Second, 3D representation helps urban planners explore, experiment, visualize, analyze, and apply to real-world projects. 3D city models are also important drivers. A higher level of 3D representation is critical to increasing spatial perceptions of events or systems in the real world. When determining the LOD or spatial scale of a 3D city model, we can consider it from the micro- to the macro-geometrical level. The data volume of a 3D city model is burdensome and slows system processing significantly. Furthermore, GIS data comprise the base information used to build a 3D city model. Thus, the optimal map scale and appropriate LOD should be identified for new DTs. The two technologies must be consolidated with the IoT connection.
Third, concerning analytics, the primary goals of DTs are to lessen the risk of failure due to unforeseen problems. Accordingly, well-developed analytics processes must be established. Developers and policy makers must be able to visualize, simulate, evaluate, and then refine and update DTs. Technicians in the manufacturing field use the system daily. Along with the new era of the cloud and big data, machine and deep learning techniques can accomplish the above duties and are also essential elements of DTs.

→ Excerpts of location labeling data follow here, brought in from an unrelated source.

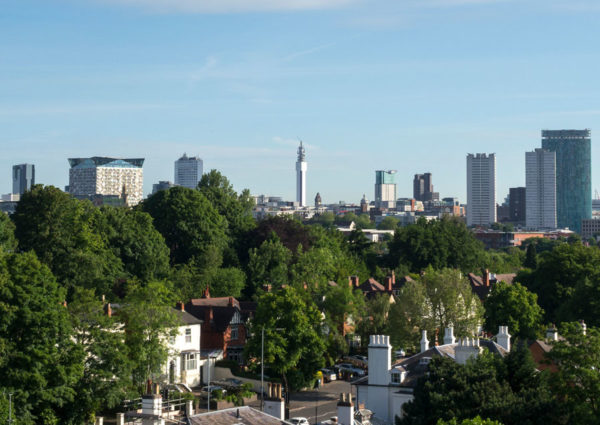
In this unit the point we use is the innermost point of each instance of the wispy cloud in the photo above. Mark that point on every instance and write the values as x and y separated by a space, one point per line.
230 6
293 142
308 51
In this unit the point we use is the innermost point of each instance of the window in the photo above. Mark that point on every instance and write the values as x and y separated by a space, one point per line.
190 362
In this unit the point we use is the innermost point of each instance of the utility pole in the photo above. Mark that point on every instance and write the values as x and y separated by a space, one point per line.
262 370
9 408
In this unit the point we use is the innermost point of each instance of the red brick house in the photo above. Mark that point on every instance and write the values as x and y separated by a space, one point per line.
224 326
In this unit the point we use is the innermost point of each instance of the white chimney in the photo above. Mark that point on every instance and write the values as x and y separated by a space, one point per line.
424 342
379 359
503 337
345 409
274 404
466 349
449 335
552 333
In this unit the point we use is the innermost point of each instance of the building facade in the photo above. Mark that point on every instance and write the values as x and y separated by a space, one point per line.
573 150
188 171
517 204
301 167
540 181
110 177
481 189
385 189
23 178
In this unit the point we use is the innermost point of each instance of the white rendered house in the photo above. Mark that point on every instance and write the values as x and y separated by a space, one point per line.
389 386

Furthermore, we care about space and place in a virtual environment, even though events are happening in spaces or places. Consequently, engineers must consider the relationships between places, people, and devices when developing DT systems—it is essential to understand how the machine works internally rather than concentrating on the exterior of a device.

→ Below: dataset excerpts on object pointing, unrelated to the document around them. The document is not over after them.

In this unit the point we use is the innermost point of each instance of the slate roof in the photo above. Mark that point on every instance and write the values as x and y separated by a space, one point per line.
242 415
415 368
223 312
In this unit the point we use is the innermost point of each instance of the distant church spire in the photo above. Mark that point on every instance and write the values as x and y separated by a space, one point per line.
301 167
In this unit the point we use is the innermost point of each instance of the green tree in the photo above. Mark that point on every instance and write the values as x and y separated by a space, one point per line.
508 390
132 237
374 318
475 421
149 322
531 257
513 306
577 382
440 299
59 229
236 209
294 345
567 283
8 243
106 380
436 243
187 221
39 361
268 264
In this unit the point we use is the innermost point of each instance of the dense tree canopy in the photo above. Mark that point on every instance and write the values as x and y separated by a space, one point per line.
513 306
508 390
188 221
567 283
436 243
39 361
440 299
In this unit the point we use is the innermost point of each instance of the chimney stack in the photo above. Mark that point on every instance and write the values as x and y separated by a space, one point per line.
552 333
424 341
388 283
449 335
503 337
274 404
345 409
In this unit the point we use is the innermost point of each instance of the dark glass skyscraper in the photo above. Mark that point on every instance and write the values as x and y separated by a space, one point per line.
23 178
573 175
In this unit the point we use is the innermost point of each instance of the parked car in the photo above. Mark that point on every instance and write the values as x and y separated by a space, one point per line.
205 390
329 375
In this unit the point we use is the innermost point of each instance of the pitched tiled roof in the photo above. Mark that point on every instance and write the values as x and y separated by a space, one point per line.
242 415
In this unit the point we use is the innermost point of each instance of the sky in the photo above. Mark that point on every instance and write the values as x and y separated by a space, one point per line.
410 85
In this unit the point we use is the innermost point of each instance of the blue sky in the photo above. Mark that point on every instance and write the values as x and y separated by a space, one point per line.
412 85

Finally, a platform that supports DTs for public and geospatial analysts would be useful. With the Fourth Industrial Revolution, cloud- or web-based applications are popular for those who want to convey information, such as the COVID-19 dashboard developed by The Johns Hopkins University. It enables the public to monitor events and trends, even making decisions and predicting trends on a web-based application. Thus, web-based GIS applications would be one of the major assets for development of DTs.
Even though there are multifaceted contributions of this research, there are direct limitations that should be considered in future studies. First, level of detail in a 3D city model is important, particularly for the public, because it is directly associated with improving spatial recognition of reality. However, this study used LOD 1, which represents only a coarse prismatic model of the 3D buildings. Second, in regard to the web-based GIS application, this research provides only GIS-enabled DTs and not an interactive map like a dashboard. In this study, GIS enabled DTs were not built in a cloud or web-based environment with intuitive and interactive data visualization and analysis. Thus, this will also be one of the major tasks we work on in future studies. Lastly, even though we used machine learning techniques such as SVM and ANN, deep learning algorithms were not considered in this study. Thus, improved ANN algorithms will be considered in future studies.
Consequently, DTs have the potential to massively alter and improve our urban environments, particularly for the sustainable evaluation and management of carbon emissions. Accordingly, it is time for DTs in geospatial technology to evolve and for us to discuss how DTs can contribute to the digital transformation of society or where we live.